After reaching a revised 79.4 points in January, the index fell 1.6% to 78.1 for February. Analysts were slightly disappointed, having expected confidence to edge down to 80.1 from January's unrevised 80.7 reading. The index uses 1985 as its 100-point benchmark.

"Consumer confidence declined moderately in February, on concern over the short-term outlook for business conditions, jobs, and earnings," said Conference Board Director of Economic Indicators Lynn Franco in a statement today. "While expectations have fluctuated over recent months, current conditions have continued to trend upward and the Present Situation Index is now at its highest level in almost six years (April 2008, 81.9). This suggests that consumers believe the economy has improved, but they do not foresee it gaining considerable momentum in the months ahead."
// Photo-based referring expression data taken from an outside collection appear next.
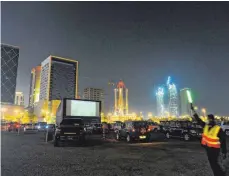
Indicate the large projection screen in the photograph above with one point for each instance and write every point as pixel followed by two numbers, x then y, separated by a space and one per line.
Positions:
pixel 82 108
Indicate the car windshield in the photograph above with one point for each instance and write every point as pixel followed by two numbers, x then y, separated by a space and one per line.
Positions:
pixel 42 123
pixel 140 124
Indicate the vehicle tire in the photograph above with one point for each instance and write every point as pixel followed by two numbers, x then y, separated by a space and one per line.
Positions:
pixel 128 138
pixel 186 137
pixel 167 135
pixel 117 137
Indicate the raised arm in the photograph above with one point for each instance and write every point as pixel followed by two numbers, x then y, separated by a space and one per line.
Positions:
pixel 197 118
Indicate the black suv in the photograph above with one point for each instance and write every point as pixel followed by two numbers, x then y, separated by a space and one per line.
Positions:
pixel 181 129
pixel 133 130
pixel 69 130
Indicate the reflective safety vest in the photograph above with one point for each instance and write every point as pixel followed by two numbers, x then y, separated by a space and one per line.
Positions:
pixel 210 137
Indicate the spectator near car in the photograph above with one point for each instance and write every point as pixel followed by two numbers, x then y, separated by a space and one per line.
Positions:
pixel 225 127
pixel 134 130
pixel 181 129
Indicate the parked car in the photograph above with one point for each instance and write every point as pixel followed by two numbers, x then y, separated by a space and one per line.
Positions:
pixel 152 126
pixel 117 126
pixel 133 130
pixel 41 126
pixel 97 128
pixel 181 129
pixel 164 126
pixel 29 128
pixel 225 127
pixel 13 126
pixel 70 129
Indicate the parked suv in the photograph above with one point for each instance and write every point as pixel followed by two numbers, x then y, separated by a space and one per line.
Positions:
pixel 133 130
pixel 152 126
pixel 70 129
pixel 13 126
pixel 181 129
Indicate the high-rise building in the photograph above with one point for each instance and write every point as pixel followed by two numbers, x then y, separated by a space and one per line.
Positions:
pixel 94 94
pixel 173 98
pixel 59 78
pixel 160 102
pixel 19 99
pixel 9 65
pixel 121 99
pixel 35 82
pixel 184 103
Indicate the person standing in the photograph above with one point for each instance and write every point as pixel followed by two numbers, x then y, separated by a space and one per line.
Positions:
pixel 213 140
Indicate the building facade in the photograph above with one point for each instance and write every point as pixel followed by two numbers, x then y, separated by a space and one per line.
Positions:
pixel 160 102
pixel 185 108
pixel 59 78
pixel 121 105
pixel 19 99
pixel 9 66
pixel 94 94
pixel 35 81
pixel 173 106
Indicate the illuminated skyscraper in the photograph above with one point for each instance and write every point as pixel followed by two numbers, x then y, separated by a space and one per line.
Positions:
pixel 160 102
pixel 94 94
pixel 121 99
pixel 184 103
pixel 35 82
pixel 9 66
pixel 19 99
pixel 59 78
pixel 173 98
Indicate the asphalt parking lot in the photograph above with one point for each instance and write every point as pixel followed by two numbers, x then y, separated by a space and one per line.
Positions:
pixel 29 154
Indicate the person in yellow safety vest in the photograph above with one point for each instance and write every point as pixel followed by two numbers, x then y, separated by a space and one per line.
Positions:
pixel 213 139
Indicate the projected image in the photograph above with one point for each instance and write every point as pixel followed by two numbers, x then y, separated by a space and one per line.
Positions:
pixel 82 108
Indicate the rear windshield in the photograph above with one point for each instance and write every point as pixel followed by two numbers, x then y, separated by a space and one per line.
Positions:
pixel 71 121
pixel 140 124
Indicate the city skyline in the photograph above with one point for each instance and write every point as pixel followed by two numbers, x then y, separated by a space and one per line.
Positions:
pixel 140 49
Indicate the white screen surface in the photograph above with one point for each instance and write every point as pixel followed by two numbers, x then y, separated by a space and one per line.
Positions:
pixel 82 108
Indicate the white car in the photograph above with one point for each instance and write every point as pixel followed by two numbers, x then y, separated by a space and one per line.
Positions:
pixel 225 127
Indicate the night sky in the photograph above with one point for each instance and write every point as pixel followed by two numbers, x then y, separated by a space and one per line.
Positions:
pixel 141 43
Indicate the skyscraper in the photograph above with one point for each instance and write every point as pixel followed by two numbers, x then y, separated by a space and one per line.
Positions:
pixel 94 94
pixel 19 99
pixel 9 65
pixel 160 102
pixel 184 103
pixel 35 82
pixel 173 98
pixel 121 99
pixel 59 78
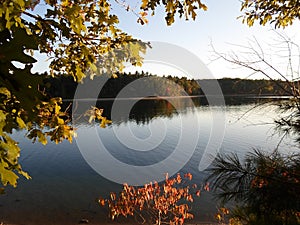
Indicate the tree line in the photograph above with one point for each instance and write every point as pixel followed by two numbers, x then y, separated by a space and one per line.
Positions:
pixel 65 87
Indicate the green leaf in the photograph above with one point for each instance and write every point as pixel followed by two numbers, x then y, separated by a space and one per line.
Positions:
pixel 21 123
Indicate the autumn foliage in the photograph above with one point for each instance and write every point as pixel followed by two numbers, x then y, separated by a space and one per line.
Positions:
pixel 168 202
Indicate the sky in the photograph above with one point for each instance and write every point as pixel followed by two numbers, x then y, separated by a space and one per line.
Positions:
pixel 218 26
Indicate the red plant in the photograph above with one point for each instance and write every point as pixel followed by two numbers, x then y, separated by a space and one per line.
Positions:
pixel 168 202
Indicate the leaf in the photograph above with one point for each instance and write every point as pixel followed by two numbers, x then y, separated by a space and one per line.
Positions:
pixel 21 123
pixel 41 137
pixel 7 176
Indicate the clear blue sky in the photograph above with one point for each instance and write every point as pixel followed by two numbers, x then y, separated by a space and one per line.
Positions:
pixel 218 25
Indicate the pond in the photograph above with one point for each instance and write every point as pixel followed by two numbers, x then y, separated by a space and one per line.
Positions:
pixel 150 138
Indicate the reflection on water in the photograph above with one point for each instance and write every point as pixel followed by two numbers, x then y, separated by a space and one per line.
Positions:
pixel 64 187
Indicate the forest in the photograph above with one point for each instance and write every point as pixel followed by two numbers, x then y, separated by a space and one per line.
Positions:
pixel 65 87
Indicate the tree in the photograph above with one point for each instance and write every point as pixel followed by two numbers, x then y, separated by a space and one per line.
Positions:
pixel 280 12
pixel 81 39
pixel 265 187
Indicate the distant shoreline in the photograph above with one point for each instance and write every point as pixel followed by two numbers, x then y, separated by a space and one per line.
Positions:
pixel 178 97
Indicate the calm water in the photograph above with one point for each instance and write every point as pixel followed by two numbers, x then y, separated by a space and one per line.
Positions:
pixel 64 187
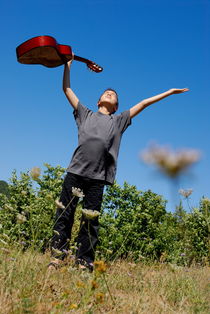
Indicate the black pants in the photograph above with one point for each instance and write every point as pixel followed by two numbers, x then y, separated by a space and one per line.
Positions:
pixel 88 235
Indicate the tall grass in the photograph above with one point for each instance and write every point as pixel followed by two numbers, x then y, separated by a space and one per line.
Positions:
pixel 28 286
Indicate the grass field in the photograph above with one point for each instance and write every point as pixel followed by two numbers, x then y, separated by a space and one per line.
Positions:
pixel 27 286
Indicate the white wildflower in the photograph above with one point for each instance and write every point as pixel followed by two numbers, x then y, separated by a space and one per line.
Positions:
pixel 35 173
pixel 77 192
pixel 170 163
pixel 59 204
pixel 185 193
pixel 90 214
pixel 21 218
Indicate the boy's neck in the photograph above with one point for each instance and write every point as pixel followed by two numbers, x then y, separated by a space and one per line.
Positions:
pixel 104 110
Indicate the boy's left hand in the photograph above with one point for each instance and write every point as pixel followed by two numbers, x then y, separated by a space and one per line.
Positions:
pixel 178 90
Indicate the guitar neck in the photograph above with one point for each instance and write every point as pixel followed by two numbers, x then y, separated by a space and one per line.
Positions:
pixel 77 58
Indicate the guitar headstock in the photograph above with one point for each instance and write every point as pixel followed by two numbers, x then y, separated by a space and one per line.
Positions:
pixel 94 67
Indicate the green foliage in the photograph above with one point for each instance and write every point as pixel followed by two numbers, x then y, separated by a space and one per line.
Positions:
pixel 4 188
pixel 133 223
pixel 27 216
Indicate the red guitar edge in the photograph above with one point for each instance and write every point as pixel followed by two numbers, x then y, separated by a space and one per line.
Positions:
pixel 64 52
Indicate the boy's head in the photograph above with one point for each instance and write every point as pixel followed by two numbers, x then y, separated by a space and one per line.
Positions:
pixel 109 96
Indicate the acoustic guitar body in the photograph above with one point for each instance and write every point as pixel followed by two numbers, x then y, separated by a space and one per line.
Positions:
pixel 43 50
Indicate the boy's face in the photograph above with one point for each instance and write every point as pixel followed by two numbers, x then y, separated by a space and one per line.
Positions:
pixel 110 97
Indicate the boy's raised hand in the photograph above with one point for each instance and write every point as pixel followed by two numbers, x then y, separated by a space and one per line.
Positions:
pixel 179 90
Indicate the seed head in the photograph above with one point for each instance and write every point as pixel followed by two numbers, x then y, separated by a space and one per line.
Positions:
pixel 185 193
pixel 170 163
pixel 35 173
pixel 90 214
pixel 77 192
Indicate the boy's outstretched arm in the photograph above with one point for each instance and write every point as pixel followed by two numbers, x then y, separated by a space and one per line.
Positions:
pixel 72 98
pixel 146 102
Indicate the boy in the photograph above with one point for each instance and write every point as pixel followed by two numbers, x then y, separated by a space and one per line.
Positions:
pixel 93 165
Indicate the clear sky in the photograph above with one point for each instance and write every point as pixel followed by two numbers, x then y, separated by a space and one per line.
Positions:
pixel 146 47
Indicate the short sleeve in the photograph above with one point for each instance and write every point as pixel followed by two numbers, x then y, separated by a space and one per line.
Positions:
pixel 124 120
pixel 81 113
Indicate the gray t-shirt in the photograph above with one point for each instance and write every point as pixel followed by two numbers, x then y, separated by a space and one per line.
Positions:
pixel 99 137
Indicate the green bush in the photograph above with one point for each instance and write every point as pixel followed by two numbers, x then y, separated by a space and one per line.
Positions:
pixel 133 223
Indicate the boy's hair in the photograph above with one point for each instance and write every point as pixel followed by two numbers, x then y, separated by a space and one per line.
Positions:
pixel 111 89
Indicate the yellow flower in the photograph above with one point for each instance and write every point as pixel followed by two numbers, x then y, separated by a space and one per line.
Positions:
pixel 35 173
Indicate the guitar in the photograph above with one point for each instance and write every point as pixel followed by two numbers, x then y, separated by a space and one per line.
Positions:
pixel 46 51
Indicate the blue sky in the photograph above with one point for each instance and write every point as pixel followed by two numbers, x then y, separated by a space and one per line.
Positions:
pixel 145 47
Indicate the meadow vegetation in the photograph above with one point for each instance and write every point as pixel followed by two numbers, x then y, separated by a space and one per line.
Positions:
pixel 148 260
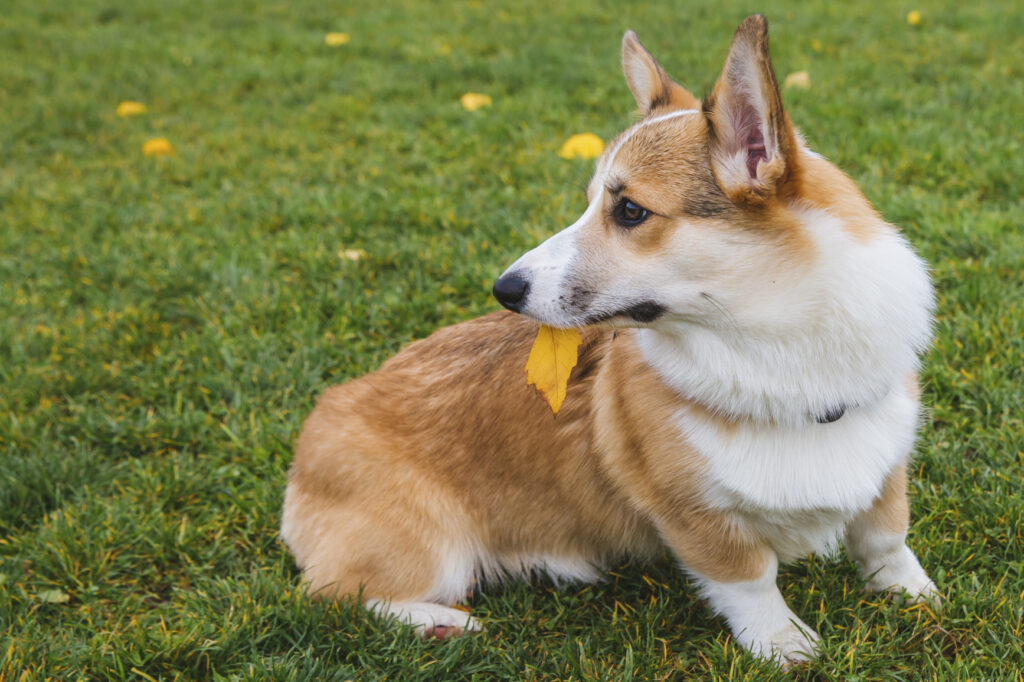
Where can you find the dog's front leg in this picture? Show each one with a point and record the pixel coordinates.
(877, 541)
(736, 576)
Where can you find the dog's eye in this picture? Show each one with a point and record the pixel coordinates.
(629, 214)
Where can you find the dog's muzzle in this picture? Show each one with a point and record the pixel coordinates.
(511, 290)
The index is comprised of responses from a random sample of consumers. In this latest report, consumers edged closer to overall optimism on current conditions, with 21.5% claiming business conditions are "good," while those citing "bad" conditions comprised 22.6% of the sample. 

Looking ahead, however, expectations tapered off after two months of gains. 16.3% of those surveyed expect business conditions to improve over the next six months (down 0.7 percentage points), compared to 13.3% anticipating tougher times (up 1.1 percentage points).